Memory requirements for batch processing


#1

Hi,

I am trying to process a batch of around 45000 images on 3 Windows PCs (15000 per PC). I set up a pipline that works well when tested on a small subset of images in the appropriate file structure. However, when I ran the full sets they all crashed with the same error message, at around the same time, with about the same number of images processed (~1100). The error message was:

CellProfiler>AnalyzeImagesButton_Callback at 7988

CellProfiler>gui_mainfcn at 9740

CellProfiler at 61

This was running the latest version of CellProfiler on machines with 2GB RAM. All machines were using 1.5GB of memory and 1.5GB virtual memory. The error reported in matlab crash dump file was a segementation violation.

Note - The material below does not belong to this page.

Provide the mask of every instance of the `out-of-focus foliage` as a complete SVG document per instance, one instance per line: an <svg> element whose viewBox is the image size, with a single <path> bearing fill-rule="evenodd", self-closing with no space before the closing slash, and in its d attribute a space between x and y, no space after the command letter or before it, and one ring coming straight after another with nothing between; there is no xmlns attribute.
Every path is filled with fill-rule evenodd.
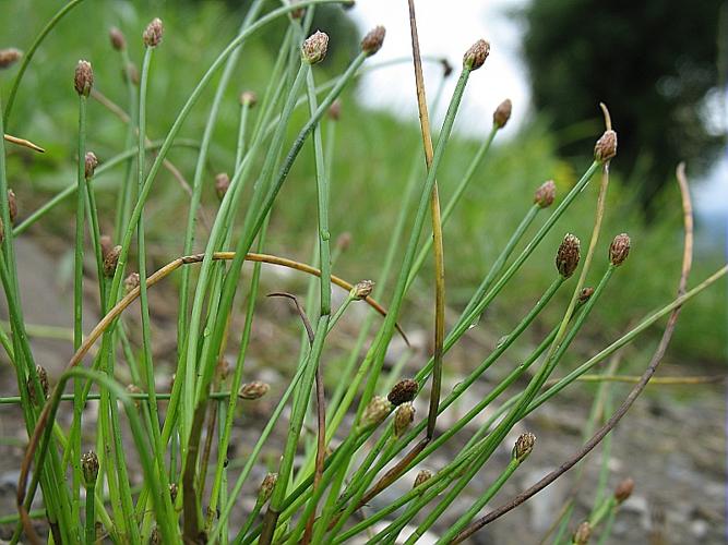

Any idea what is going on? Is it running out of memory?

Cheers,

Dave


#2

Hi David,

You are correct in assuming that CellProfiler is crashing because of memory requirements. This is unfortunately not one of MATLAB’s strong points. I would recommend running such a large data set on a cluster of computers, but this takes time to set up. Another approach might be to insert the module SpeedUpCellProfiler which is in the “Other” category. Here you can clear the memory and “pack” it before every new cycle, and also you can reduce the saving of the output file from every cycle to some Nth number. Just be sure to keep any images from being wiped that are not loaded each cycle (e.g. images produced by Tile or CorrectIllumination_Calculate).

Good luck!
Mike


#3

Hi Mike,

Thanks for the reply. I was thinking another way to get around the problem would be to run CellProfiler separately on small subsets of the data. Can CellProfiler be run from the command line so that I can set up a batch job?

David


#4

Hi David,

This is precisely how CellProfiler distributes jobs to a cluster computer. Instead of actually using a cluster, you could just add the CreateBatchFiles module to your pipeline, which after the first cycle will produce .m script files for each batch. Since you will be running the jobs on the same computer that created the batch files, you will not need to change any parameters in this module except for maybe how many images will be processed in each batch. After you have run the first cycle and produced the script files in your output folder, add that output folder to the path of matlab and you can now run each script individually. They will be named like this: Batch_2_101.m and so on.

Good luck!
Mike


#5

For a set of 45000 images, particularly if significant measurements are being made, it does indeed sound like the images should be split into batches (as David suggested and Mike explained). For other people’s projects, another thing to try if you are on the borderline of memory issues is to turn off the image displays, which is an option in File > Set Preferences.

Anne